Anna Marketti ’17 / Emertainment Monthly Staff Writer
All of Cambridge broke out into a dance party this weekend: at least those lucky enough to be at the Sinclair to see Until The Ribbon Breaks.
The band opened up with a bass heavy jam, radiating chill vibes a la James Blake throughout the room. They segued into “Perspective,” a dance-worthy tune featuring steady synth beats and a chorus of percussion to back vocalist Pete Lawrie’s modulated vocals.
Each band member had a synth pad to beat out different sound bites, backed by a wild, windmill-armed drummer. They kicked things up with “Pressure,” making the very floor of the Sinclair shake beneath the audience’s feet. Faint piano played under the energetic percussive rhythm. The song climaxes at a heavy percussion break then sinks back down into the steady, chill groove with which it began.
What was particularly eye-catching was the use of media. On a projector screen behind them, a reel of movies played along to their songs. Paired with their song “Romeo” was Romeo + Juliet, starring Leonardo DiCaprio. They utilized the media seamlessly with each song, integrating lyrics across the screen.
To everyone’s surprise, Lawrie whipped out a trumpet at one point and began blaring a riff equivalent to a guitar solo. The band’s set was short but brought so much energy into the room. Their songs are akin to spoken word poetry, but in a more melodic fashion. They unite a multitude of genres into one all their own, and they own it.
Emertainment Monthly stepped outside with the band following their set, watching as Pete and drummer Elliot Wall blew smoke in each other’s faces.
They were lighthearted guys who made jokes throughout the interview, but always offered insightful answers to each question.

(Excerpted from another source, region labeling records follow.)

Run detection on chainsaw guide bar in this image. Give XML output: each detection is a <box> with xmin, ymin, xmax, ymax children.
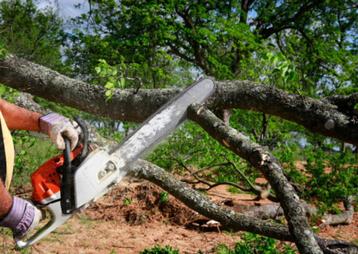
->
<box><xmin>15</xmin><ymin>79</ymin><xmax>215</xmax><ymax>248</ymax></box>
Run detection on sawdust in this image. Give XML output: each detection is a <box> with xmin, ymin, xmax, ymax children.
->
<box><xmin>0</xmin><ymin>178</ymin><xmax>358</xmax><ymax>254</ymax></box>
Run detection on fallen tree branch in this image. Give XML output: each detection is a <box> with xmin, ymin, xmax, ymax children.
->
<box><xmin>14</xmin><ymin>90</ymin><xmax>358</xmax><ymax>254</ymax></box>
<box><xmin>129</xmin><ymin>160</ymin><xmax>358</xmax><ymax>254</ymax></box>
<box><xmin>0</xmin><ymin>55</ymin><xmax>358</xmax><ymax>145</ymax></box>
<box><xmin>188</xmin><ymin>105</ymin><xmax>322</xmax><ymax>253</ymax></box>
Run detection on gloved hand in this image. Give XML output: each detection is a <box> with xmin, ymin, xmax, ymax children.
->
<box><xmin>40</xmin><ymin>113</ymin><xmax>79</xmax><ymax>150</ymax></box>
<box><xmin>0</xmin><ymin>197</ymin><xmax>42</xmax><ymax>239</ymax></box>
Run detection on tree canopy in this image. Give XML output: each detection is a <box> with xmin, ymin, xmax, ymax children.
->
<box><xmin>0</xmin><ymin>0</ymin><xmax>358</xmax><ymax>253</ymax></box>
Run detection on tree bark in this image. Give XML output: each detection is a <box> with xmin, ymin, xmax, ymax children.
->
<box><xmin>0</xmin><ymin>55</ymin><xmax>358</xmax><ymax>145</ymax></box>
<box><xmin>188</xmin><ymin>105</ymin><xmax>322</xmax><ymax>253</ymax></box>
<box><xmin>129</xmin><ymin>160</ymin><xmax>358</xmax><ymax>254</ymax></box>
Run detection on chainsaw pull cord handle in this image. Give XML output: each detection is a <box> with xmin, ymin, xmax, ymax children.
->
<box><xmin>61</xmin><ymin>136</ymin><xmax>74</xmax><ymax>214</ymax></box>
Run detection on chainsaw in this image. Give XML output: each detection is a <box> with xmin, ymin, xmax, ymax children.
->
<box><xmin>15</xmin><ymin>79</ymin><xmax>215</xmax><ymax>249</ymax></box>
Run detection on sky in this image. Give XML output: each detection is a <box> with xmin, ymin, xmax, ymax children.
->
<box><xmin>34</xmin><ymin>0</ymin><xmax>89</xmax><ymax>20</ymax></box>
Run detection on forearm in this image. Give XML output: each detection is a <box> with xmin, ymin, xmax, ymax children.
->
<box><xmin>0</xmin><ymin>99</ymin><xmax>41</xmax><ymax>131</ymax></box>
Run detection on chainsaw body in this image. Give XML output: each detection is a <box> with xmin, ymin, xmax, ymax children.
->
<box><xmin>16</xmin><ymin>79</ymin><xmax>215</xmax><ymax>248</ymax></box>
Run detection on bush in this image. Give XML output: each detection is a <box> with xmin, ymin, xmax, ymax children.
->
<box><xmin>140</xmin><ymin>245</ymin><xmax>179</xmax><ymax>254</ymax></box>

Entertainment Monthly: What drew you to this particular genre of music?
Pete Lawrie: I like to think that there is no particular genre, which is what forms the whole concept for the band. Until The Ribbon Breaks is sort of born out of wanting to make a mix tape.

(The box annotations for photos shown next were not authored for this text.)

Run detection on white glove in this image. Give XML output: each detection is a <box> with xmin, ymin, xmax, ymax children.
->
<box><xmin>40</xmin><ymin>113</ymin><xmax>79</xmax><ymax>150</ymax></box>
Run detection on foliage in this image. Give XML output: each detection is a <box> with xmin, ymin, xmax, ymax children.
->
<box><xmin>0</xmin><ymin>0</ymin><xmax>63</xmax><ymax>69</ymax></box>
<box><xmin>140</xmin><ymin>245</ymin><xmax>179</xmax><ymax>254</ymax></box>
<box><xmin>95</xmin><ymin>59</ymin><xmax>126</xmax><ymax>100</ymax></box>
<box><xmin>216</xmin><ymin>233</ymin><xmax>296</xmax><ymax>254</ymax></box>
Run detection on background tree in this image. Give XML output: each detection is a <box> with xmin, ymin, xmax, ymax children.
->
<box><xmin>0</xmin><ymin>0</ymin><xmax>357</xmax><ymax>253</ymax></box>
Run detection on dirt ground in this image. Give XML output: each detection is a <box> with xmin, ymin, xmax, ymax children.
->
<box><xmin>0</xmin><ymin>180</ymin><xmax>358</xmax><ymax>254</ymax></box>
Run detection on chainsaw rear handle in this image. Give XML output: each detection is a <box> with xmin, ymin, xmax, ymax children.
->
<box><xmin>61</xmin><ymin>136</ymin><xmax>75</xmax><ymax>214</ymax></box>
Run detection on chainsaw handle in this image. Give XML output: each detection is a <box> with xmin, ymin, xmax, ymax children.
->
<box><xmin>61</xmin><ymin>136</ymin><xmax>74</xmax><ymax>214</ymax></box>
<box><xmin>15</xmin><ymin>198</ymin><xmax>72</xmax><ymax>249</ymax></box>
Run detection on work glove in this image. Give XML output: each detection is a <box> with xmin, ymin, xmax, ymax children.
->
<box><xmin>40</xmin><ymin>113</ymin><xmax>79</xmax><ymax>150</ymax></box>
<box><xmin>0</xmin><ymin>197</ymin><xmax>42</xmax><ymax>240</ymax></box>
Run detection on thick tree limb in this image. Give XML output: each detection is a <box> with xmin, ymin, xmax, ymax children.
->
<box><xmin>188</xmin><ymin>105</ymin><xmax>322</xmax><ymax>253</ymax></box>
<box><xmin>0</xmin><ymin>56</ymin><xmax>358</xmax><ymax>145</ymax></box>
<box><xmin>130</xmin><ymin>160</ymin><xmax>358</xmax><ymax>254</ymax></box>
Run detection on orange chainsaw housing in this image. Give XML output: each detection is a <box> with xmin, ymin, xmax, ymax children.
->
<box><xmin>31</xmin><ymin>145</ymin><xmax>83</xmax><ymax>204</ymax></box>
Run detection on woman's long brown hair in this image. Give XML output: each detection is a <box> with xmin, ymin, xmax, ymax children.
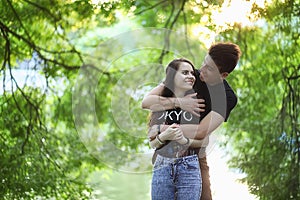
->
<box><xmin>148</xmin><ymin>58</ymin><xmax>195</xmax><ymax>126</ymax></box>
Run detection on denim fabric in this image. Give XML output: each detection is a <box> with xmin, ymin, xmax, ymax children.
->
<box><xmin>151</xmin><ymin>155</ymin><xmax>202</xmax><ymax>200</ymax></box>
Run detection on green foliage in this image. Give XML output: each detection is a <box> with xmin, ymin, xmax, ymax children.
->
<box><xmin>0</xmin><ymin>0</ymin><xmax>300</xmax><ymax>199</ymax></box>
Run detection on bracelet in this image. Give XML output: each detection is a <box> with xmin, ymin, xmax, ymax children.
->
<box><xmin>156</xmin><ymin>135</ymin><xmax>165</xmax><ymax>144</ymax></box>
<box><xmin>184</xmin><ymin>137</ymin><xmax>190</xmax><ymax>145</ymax></box>
<box><xmin>173</xmin><ymin>98</ymin><xmax>177</xmax><ymax>109</ymax></box>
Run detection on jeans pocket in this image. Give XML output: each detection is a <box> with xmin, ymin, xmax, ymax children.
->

How did you get started as a band?
I was writing and producing for other people and found myself writing things for people I didn’t even like. I decided I wasn’t a spring chicken anymore. I wanted to put something into the world that’s just like, “I did that,” which then turned into: “we did that.”
What about live music is important to you?

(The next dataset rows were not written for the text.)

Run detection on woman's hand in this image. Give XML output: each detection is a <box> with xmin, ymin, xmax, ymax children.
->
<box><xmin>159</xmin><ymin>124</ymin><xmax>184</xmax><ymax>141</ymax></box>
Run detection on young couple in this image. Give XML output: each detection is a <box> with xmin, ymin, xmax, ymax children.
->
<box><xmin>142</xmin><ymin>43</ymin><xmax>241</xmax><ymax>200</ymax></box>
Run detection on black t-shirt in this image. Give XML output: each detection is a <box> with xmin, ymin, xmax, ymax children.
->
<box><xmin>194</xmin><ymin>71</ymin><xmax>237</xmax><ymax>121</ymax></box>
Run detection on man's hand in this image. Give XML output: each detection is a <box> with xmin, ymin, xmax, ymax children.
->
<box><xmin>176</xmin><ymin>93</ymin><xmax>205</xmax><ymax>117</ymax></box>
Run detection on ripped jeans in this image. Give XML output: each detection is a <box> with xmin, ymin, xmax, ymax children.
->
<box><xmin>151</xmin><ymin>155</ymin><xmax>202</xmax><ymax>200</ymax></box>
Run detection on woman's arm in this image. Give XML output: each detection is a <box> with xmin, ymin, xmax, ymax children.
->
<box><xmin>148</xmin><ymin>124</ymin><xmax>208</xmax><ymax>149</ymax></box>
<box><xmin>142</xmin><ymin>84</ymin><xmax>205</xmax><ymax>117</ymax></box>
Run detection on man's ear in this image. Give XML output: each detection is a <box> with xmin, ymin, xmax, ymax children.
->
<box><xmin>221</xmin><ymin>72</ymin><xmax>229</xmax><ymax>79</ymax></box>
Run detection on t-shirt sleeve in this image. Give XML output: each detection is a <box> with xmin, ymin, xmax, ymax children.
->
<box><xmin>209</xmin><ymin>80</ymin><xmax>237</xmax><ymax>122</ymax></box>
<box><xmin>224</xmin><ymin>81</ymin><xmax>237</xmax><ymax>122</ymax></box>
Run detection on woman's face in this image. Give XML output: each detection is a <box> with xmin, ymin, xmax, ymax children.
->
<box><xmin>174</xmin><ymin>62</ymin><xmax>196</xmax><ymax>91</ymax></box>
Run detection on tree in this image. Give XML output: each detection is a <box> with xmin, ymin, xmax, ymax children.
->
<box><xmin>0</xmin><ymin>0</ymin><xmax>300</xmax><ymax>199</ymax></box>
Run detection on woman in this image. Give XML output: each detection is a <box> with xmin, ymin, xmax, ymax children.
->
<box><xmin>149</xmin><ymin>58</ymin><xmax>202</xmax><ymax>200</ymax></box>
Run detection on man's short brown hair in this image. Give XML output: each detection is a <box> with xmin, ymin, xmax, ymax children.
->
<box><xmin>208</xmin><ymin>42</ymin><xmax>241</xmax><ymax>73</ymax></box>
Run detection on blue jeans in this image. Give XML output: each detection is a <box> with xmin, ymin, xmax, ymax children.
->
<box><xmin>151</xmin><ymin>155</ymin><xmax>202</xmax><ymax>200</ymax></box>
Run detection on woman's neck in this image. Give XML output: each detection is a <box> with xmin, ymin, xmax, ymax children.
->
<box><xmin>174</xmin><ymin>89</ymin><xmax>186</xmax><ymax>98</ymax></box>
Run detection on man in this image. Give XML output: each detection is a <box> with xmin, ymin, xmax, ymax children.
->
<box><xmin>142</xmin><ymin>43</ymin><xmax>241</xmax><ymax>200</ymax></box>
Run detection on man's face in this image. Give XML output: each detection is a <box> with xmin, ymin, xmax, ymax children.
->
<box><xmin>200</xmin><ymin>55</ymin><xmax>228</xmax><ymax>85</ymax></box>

Elliot Wall: Seeing people’s faces, when they light up, when we play live, that’s what does it for me. It’s seeing people’s faces light up when you’re doing your work; there’s no job out there that’s like that.
Can you talk a little about the synth pads you were playing on during your set?
EW: It’s all technology and fun toys, basically. But that’s what makes the live experience so exciting. You can rip apart the record and take small slices of sound.
PL: We get to play with toys! We get to be little kids!
Have any of the artists you’ve toured with affected you or your sound in any way?
PL: No, not really, I think we do our own thing.
EW: I learned a lot from Lorde’s drummer when we toured with her.
What are your plans in the future?
We plan to tour and record more and hope to continue to grow as artists.
Pete, what’s the story behind this tattoo on your arm of the large bronze coin reading “f— knows?”
It comes from how Elliot and I would decide whether or not to travel somewhere. Elliot would ask me whether we should go, and I’d reply “f— knows” which eventually led to us flipping a coin.
If you like the sound of artists such as James Blake, Phantogram, or Toro Y Moi, then Until The Ribbon Breaks will probably tickle your fancy. Until The Ribbon Breaks is a group of easygoing, music-loving guys who enjoy the process of creating songs. They feature chill grooves that will have you dancing.